Scientific Reports (May 2023)
Unsatisfactory reproducibility of interstitial inflammation scoring in allograft kidney biopsy
Abstract
Abstract Interstitial inflammation scoring is incorporated into the Banff Classification of Renal Allograft Pathology and is essential for the diagnosis of T-cell mediated rejection. However, its reproducibility, including inter-rater and intra-rater reliabilities, has not been carefully investigated. In this study, eight renal pathologists from different hospitals independently scored 45 kidney allograft biopsies with varying extents of interstitial inflammation. Inter-rater reliabilities and intra-rater reliabilities were investigated by kappa statistics and conditional agreement probabilities. Individual pathologists’ scoring patterns were examined by chi-squared tests and proportions tests.
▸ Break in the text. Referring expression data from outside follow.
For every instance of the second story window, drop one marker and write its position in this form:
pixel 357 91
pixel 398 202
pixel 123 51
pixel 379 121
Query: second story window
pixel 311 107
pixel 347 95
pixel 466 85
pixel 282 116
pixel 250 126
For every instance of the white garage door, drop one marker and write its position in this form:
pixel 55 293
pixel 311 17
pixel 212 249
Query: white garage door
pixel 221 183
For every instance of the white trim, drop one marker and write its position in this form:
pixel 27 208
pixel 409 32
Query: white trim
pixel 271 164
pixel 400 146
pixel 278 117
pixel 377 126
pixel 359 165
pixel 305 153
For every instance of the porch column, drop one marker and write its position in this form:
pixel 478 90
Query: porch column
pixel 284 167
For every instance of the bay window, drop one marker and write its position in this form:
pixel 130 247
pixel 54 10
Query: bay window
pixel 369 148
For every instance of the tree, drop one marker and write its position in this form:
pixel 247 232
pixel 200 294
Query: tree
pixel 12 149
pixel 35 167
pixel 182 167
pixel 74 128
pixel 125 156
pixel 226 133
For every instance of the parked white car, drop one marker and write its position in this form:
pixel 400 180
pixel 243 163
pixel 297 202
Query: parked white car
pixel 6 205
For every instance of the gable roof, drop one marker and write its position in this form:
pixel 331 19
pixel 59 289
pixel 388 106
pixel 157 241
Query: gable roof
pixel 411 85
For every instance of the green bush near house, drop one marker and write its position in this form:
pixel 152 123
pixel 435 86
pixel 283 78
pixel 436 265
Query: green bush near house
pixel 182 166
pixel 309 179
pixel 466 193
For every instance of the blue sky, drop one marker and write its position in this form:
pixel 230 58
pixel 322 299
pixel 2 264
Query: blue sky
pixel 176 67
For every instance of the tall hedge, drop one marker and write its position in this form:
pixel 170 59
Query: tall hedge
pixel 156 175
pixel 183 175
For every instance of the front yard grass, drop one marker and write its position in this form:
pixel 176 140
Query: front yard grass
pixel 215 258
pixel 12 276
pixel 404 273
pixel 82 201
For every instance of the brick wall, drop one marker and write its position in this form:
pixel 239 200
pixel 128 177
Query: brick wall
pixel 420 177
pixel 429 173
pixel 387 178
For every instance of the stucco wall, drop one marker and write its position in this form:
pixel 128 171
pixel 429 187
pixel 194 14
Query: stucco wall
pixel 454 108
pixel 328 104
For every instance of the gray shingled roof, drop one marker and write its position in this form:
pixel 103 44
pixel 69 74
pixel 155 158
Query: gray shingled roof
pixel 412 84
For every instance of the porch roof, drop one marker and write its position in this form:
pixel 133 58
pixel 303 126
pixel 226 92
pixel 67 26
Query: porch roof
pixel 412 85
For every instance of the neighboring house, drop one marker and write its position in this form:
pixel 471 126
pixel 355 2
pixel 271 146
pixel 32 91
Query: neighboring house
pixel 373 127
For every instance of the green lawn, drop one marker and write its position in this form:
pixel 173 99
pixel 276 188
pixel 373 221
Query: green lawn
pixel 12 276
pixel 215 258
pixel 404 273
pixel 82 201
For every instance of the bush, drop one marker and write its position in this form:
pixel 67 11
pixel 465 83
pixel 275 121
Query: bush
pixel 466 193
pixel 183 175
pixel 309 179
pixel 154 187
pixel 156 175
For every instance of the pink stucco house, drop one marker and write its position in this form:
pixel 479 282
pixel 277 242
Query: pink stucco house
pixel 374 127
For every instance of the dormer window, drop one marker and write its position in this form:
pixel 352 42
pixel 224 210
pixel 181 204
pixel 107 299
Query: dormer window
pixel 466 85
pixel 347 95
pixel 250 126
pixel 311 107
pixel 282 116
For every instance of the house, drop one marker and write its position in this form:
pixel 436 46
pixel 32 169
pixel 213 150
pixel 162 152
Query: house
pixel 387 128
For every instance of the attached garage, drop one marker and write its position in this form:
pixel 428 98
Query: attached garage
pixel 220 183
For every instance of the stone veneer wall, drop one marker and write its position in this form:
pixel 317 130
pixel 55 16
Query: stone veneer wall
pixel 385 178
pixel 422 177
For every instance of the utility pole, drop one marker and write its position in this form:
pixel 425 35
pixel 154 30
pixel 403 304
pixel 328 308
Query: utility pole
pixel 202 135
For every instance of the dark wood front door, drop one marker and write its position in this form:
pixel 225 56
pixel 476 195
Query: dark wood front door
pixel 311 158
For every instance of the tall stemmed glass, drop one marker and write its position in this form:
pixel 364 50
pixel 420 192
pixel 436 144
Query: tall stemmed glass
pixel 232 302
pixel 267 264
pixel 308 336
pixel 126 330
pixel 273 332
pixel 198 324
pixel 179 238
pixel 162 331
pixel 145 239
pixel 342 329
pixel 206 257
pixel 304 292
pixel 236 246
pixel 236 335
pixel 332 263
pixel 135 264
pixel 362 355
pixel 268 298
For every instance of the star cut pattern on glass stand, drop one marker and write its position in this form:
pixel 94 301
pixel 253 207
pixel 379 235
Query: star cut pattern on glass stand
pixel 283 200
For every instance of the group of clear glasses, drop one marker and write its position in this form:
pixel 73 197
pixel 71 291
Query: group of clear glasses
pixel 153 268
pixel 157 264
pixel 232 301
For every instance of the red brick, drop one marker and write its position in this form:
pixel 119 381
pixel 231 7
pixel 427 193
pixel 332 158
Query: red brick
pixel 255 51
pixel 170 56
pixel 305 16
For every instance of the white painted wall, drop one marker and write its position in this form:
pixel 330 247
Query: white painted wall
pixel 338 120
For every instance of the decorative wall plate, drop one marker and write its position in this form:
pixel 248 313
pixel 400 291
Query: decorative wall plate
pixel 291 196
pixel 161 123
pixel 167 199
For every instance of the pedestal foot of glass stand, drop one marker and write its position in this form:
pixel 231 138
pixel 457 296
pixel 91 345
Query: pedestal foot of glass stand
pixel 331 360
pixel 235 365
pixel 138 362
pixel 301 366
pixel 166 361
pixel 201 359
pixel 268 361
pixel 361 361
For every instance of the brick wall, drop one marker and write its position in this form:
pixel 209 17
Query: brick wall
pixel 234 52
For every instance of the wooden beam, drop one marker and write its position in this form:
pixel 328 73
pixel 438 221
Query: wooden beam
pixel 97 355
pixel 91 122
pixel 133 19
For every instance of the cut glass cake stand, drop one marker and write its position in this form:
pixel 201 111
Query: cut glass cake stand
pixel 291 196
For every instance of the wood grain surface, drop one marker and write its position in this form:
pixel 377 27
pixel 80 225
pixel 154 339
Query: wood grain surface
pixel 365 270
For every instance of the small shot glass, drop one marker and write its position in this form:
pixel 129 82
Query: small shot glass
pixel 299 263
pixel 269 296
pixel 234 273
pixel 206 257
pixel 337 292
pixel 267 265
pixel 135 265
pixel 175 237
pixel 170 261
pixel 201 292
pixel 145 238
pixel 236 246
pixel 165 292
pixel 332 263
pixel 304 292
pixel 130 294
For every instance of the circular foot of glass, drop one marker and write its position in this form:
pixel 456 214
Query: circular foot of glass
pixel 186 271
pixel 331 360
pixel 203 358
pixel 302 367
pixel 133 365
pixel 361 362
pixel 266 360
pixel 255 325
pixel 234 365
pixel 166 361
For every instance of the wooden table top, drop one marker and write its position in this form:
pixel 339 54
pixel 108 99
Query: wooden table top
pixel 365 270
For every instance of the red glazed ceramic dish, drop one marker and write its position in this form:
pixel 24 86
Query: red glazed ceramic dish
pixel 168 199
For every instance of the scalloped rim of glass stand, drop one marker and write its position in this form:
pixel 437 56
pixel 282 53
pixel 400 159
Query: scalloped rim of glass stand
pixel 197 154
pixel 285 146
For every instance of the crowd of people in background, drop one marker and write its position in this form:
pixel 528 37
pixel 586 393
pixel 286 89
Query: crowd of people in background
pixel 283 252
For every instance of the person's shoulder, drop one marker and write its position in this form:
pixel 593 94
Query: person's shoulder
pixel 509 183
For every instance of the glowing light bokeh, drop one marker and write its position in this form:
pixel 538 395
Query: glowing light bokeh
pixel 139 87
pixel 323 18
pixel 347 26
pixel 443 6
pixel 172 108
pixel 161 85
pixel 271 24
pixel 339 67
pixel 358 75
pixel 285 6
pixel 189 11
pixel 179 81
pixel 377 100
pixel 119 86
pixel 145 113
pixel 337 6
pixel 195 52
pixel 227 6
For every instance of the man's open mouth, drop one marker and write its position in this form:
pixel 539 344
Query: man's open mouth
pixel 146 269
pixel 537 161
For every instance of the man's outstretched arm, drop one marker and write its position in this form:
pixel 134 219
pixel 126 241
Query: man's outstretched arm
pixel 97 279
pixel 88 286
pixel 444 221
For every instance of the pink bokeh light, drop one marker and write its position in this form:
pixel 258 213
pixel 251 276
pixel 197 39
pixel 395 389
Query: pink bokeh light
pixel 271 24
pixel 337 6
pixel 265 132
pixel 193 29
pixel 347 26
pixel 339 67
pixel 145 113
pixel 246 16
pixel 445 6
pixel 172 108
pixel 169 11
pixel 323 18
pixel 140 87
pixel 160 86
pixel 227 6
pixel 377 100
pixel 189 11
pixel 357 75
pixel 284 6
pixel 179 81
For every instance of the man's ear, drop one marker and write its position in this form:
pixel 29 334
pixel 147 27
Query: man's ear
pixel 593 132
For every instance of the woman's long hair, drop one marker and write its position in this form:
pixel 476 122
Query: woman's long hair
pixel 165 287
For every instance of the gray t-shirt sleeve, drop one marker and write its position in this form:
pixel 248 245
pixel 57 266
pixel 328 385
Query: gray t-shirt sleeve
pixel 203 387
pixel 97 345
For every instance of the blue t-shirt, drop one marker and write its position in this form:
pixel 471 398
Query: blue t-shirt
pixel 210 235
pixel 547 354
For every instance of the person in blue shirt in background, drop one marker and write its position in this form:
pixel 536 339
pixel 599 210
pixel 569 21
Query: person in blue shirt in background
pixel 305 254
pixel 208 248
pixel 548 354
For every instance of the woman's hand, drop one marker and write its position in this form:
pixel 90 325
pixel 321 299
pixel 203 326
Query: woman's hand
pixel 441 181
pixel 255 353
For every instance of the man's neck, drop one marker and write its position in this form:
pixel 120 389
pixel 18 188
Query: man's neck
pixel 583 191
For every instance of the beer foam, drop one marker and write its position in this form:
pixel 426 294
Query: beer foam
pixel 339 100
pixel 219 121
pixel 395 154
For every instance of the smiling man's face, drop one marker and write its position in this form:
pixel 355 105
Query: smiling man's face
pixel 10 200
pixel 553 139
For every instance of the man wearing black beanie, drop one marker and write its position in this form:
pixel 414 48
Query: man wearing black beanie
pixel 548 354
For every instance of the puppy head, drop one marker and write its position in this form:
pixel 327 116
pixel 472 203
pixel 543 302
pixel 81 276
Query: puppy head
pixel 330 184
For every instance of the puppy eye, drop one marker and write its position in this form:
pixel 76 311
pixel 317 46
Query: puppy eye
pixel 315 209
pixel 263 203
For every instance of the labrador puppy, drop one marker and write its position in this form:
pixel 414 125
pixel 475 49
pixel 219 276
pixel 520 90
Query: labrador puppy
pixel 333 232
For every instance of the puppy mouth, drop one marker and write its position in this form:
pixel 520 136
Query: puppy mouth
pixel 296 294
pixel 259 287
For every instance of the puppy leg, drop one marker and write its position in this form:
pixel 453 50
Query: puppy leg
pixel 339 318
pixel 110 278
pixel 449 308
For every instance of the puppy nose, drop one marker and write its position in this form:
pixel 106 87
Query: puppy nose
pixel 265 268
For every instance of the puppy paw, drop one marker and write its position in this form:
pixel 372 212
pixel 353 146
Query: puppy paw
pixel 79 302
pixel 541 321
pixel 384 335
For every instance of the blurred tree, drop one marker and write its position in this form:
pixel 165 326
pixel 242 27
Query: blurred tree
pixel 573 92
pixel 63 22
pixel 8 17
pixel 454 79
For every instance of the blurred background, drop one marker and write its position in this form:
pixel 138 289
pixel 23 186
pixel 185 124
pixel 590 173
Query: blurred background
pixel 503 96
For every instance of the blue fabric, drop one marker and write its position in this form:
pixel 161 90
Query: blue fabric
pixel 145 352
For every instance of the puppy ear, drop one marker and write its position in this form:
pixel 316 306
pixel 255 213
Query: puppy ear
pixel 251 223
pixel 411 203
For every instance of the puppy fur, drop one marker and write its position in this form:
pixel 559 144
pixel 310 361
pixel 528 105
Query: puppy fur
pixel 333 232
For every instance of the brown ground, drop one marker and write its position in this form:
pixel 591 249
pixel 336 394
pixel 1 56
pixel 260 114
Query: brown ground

The mean pairwise kappa values for inter-rater reliability were 0.27, 0.30, and 0.26 for the Banff i score, ti score, and i-IFTA, respectively. No rater pair performed consistently better or worse than others on all three scorings. After dichotomizing the scores into two groups (none/mild and moderate/severe inflammation), the averaged conditional agreements ranged from 47.1% to 50.0%. The distributions of the scores differed, but some pathologists persistently scored higher or lower than others. Given the important role of interstitial inflammation scoring in the diagnosis of T-cell mediated rejection, transplant practitioners should be aware of the possible clinical implications of the far-from-optimal reproducibility.